In its continuing effort to undermine the current White House, the New York Times published a sob story from a Katrina victim on March 8th, claiming that she was being mistreated by the Federal Emergency Management Agency (FEMA):
Donna Fenton no longer consults the scrap of paper in her pocketbook when she needs the phone number for the Red Cross, or New York City's welfare office, or the Federal Emergency Management Agency. ''I know them all by heart,'' said Ms. Fenton, 37, who left Biloxi, Miss., after Hurricane Katrina destroyed her home there. ''I call them every day. That's my job.''
She starts in the morning, calling from the rooms she and her family share at a Ramada hotel near La Guardia Airport, or from the hotel's basement conference room. She knows what numbers will lead to someone helpful and the ones that will plunge her into a thicket of indifference or incomprehension. She keeps going for hours, sometimes until 3 o'clock the next morning.
The days and nights can blur together, a fog of dial tones, beige wallpaper and overly cheerful automated voices. ''Everything they asked for, I sent in,'' she said. ''I sent it in the second time, and then I sent it in a third time.''
What she wants, she says, is enough money to move into a new apartment in New York, so she can begin anew the life that Katrina ripped apart. ''It wasn't like we had any luxuries,'' she said. ''But we were scraping by.''
Of course, it was all FEMA's fault:
A Red Cross worker placed Ms.
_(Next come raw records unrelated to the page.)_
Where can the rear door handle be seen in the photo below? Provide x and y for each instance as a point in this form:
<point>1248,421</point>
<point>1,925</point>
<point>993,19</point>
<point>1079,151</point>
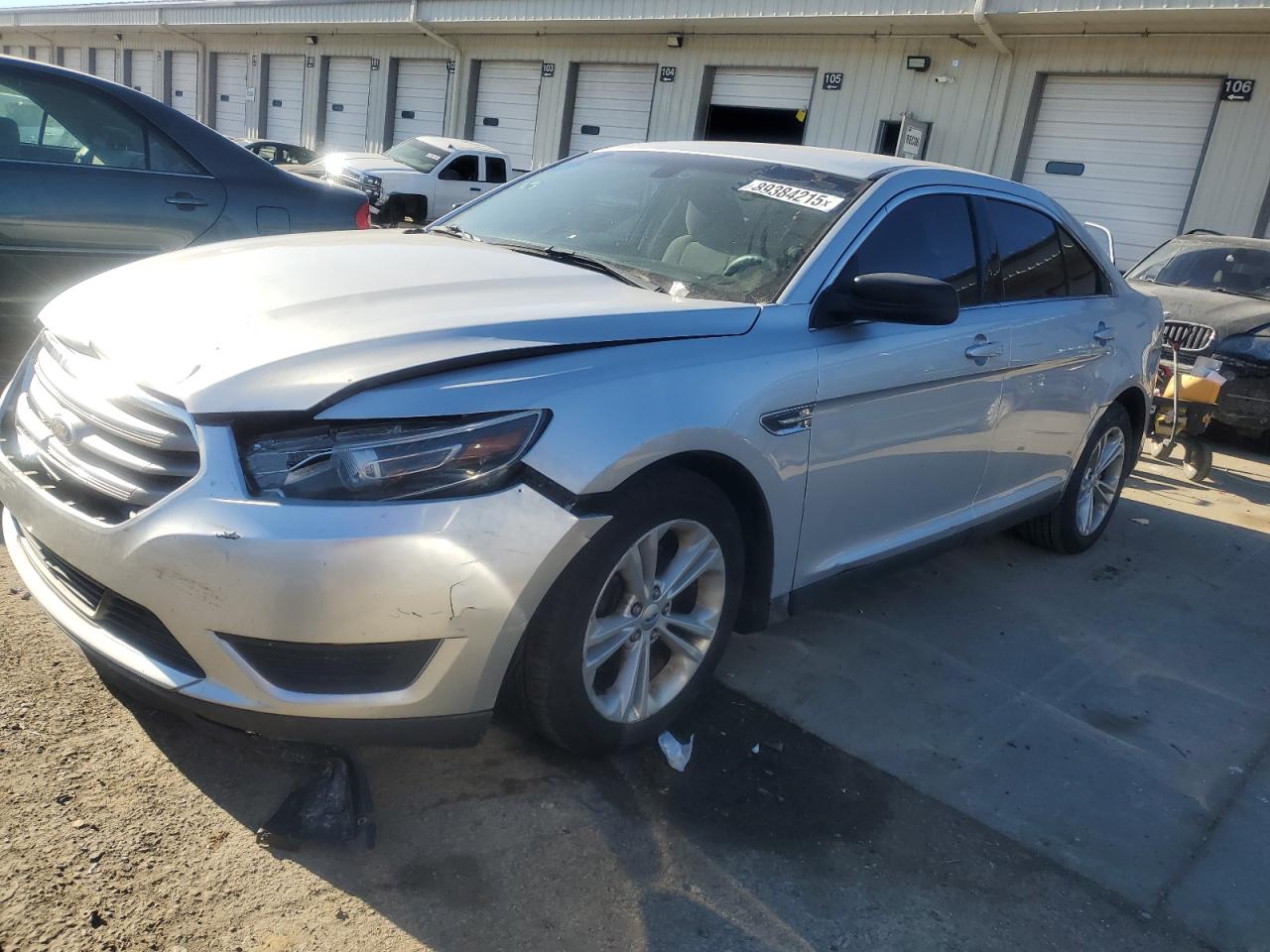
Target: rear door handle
<point>982,349</point>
Fenton, her husband, and four of her five children — Akreem, 16; Ashley, 14; LaTanya, 10; and Danielle, 9 — at the Ramada, and gave her a debit card with a $1,565 limit. The children were placed in public school, but debit-card money quickly dwindled. "That doesn't go far for six people," she said.
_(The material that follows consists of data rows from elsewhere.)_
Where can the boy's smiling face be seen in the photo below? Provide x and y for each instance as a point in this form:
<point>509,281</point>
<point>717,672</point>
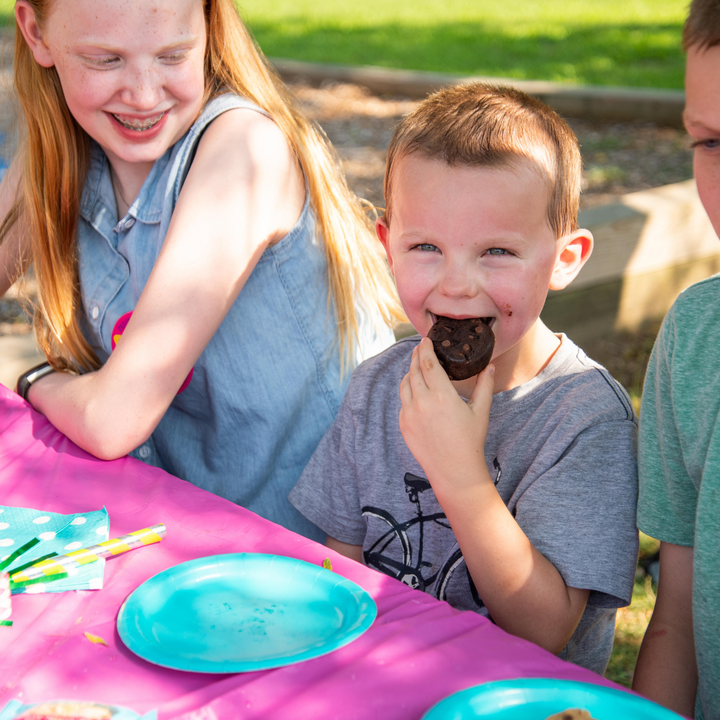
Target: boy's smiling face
<point>702,120</point>
<point>475,242</point>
So Ms. Fenton began working the phones. A $2,358 check for rent assistance from FEMA arrived in October. But a second check, for what the agency calls "immediate needs," never materialized. She also got no response from the Small Business Administration to a loan application she filed almost as soon as she arrived in the city. The FEMA check was soon used up — on clothes, food, and transportation, and for her family, as well as for her oldest son, William, 21, and his fiancée, Amanda McGee, who also live at the hotel.
Twice, Ms. Fenton said, she found apartments, but was afraid to sign leases because she was not sure FEMA's promised rental assistance would arrive.
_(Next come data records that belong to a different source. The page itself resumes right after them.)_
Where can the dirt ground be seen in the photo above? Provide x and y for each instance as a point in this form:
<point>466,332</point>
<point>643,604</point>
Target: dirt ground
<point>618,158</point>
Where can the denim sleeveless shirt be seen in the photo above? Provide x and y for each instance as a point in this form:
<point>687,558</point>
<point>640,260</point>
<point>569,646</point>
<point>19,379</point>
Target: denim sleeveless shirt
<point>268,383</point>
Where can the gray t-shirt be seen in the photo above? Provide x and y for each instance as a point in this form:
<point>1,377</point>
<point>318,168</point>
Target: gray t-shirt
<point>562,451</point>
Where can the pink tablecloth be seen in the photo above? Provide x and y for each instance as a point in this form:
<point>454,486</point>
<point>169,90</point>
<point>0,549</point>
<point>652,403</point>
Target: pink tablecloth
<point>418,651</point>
Filing paperwork was a constant headache. Faxes to and from agencies seemed to disappear regularly. "It was like Russian roulette," she said.
FEMA granted her an extension to stay at the hotel, she said, but then forgot to issue an authorization code for the second of the two rooms her family occupied. That meant more time pleading on the phone.
Only one little problem: The woman was arrested yesterday for allegedly falsely claiming to be a victim of Hurricane Katrina and taking thousands of dollars in aid from state and federal agencies.
The New York Times reported the news today:
The woman, Donna Fenton, 37, was charged by Brooklyn prosecutors with several counts of welfare fraud and grand larceny, the latest additions to a long record of fraud, arrests and legal disputes stretching from Mississippi to New York.
Ms. Fenton was the subject of an article in The New York Times on March 8, more than a month after Brooklyn prosecutors, prompted by suspicious officials at the city's welfare agency, began investigating her.
That article described what Ms. Fenton said were her efforts to re-establish her family in New York after fleeing from Biloxi, Miss., in the wake of Hurricane Katrina. In the article, Ms. Fenton, who said she had attended high school in New York, described what she said were her efforts to obtain rent assistance and emergency cash aid from the Federal Emergency Management Agency, other government agencies and several charities.
The article was based on interviews with Ms. Fenton, caseworkers with the Salvation Army, employees of the Ramada Plaza Hotel in Queens, where Ms. Fenton lives, and Amanda McGee, who described herself as the fiancée of Ms. Fenton's oldest son. Ms. Fenton said that she lived at the hotel with her five children, and that her husband had come with her from Biloxi but was living elsewhere in New York.
The Times did not verify many aspects of Ms. Fenton's claims, never interviewed her children, and did not confirm the identity of the man she described as her husband. [Editors' Note Appended]
As Mary Katharine Ham points out at Hugh Hewitt:
The Times didn't even go so far as to verify that the woman had the children she claimed she did. Why check the story if the narrative already, so conveniently tells the story you want told?
This would be considered an extraordinary screw-up and embarrassment at any newspaper. The tiniest weekly would discipline its reporter, mourn for the credibility lost, and apologize profusely to its readers.
At the NY Times, this is commonplace.